Designing a UDP transport presents unique and complex challenges not present in TCP protocols. A UDP protocol must handle security issues caused by address spoofing, and must implement its own congestion control. Additionally, all messages must be fragmented to fit within the maximum packet size (MTU) of the network path, and reassembled by the receiver.

We first relied heavily on our previous experience with our NTCP2, SSU, and streaming protocols. Then, we carefully reviewed and borrowed heavily from two recently-developed UDP protocols:

• QUIC (RFC 9000, RFC 9001, RFC 9002)
• WireGuard

Protocol classification and blocking by adversarial on-path attackers such as nation-state firewalls is not an explicit part of the threat model for those protocols. However, it is an important part of I2P’s threat model, as our mission is to provide an anonymous and censorship-resistant communications system to at-risk users around the world. Therefore, much of our design work involved combining the lessons learned from NTCP2 and SSU with the features and security supported by QUIC and WireGuard.

Performance

The I2P network is a complex mix of diverse routers. There are two primary implementations running all over the world on hardware ranging from high-performance data center computers to Raspberry Pis and Android phones. Routers use both TCP and UDP transports. While the SSU2 improvements are significant, we do not expect them to be apparent to the user, either locally or in end-to-end transfer speeds.

Here are some highlights of the estimated improvements for SSU2 vs. SSU:

• 40% reduction in total handshake packet size
• 50% or more reduction in handshake CPU
• 90% or more reduction in ACK overhead
• 50% reduction in packet fragmentation
• 10% reduction in data phase overhead

Transition Plan

I2P strives to maintain backward compatibility, both to ensure network stability, and to allow older routers to continue to be useful and secure. However, there are limits, because compatibility increases code complexity and maintenance requirements.

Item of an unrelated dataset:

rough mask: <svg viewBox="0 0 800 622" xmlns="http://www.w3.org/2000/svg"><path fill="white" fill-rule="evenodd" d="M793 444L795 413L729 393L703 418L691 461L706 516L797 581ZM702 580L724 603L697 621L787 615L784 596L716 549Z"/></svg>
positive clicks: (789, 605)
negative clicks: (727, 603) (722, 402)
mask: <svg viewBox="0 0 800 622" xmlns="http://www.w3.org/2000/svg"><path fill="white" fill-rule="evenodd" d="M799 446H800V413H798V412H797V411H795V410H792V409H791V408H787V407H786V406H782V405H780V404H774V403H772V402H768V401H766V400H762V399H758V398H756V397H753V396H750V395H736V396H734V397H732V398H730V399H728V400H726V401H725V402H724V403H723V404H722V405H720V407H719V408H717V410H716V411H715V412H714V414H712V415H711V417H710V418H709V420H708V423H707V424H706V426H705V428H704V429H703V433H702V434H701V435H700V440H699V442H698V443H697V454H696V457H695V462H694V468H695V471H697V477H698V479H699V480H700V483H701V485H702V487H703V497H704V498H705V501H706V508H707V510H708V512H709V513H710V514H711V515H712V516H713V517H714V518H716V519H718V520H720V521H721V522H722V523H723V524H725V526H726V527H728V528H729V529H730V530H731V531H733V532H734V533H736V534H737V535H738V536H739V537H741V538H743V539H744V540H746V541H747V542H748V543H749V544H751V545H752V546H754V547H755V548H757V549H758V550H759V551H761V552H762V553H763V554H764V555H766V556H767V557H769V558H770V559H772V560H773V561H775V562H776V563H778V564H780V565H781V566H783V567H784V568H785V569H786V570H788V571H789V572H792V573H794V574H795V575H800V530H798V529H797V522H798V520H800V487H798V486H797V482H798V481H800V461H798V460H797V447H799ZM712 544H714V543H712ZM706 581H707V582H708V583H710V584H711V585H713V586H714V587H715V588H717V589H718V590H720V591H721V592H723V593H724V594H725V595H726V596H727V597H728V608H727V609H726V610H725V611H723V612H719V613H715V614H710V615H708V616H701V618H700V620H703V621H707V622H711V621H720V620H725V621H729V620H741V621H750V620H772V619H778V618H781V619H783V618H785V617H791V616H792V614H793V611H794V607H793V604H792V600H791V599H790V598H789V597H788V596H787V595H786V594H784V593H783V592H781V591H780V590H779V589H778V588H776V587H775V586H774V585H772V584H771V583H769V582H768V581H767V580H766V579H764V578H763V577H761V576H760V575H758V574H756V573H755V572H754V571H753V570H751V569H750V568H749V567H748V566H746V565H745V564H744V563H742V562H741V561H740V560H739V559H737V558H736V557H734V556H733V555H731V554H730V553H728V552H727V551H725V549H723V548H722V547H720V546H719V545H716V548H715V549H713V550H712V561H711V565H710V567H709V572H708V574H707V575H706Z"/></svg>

The Java I2P and i2pd projects will both enable SSU2 by default in their next releases (2.0.0 and 2.44.0) in late November 2022. However, they have different plans for disabling SSU. I2pd will disable SSU immediately, because SSU2 is a vast improvement over their SSU implementation. Java I2P plans to disable SSU in mid-2023, to support a gradual transition and give older routers time to upgrade.

Summary

The founders of I2P had to make several choices for cryptographic algorithms and protocols. Some of those choices were better than others, but twenty years later, most are showing their age. Of course, we knew this was coming, and we’ve spent the last decade planning and implementing cryptographic upgrades.

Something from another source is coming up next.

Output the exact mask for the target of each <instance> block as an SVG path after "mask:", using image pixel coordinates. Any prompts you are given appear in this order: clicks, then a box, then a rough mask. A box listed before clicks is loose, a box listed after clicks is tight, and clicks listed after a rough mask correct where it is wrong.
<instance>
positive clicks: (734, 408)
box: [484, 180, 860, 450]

SSU2 was the last and most complex protocol to develop in our long upgrade path. UDP has a very challenging set of assumptions and threat model. We first designed and rolled out three other flavors of Noise protocols, and gained experience and deeper understanding of the security and protocol design issues.

Expect SSU2 to be enabled in the i2pd and Java I2P releases scheduled for late November 2022. If the update goes well, nobody will notice anything different at all. The performance benefits, while significant, will probably not be measurable for most people.

As usual, we recommend that you update to the new release when it’s available. The best way to maintain security and help the network is to run the latest release.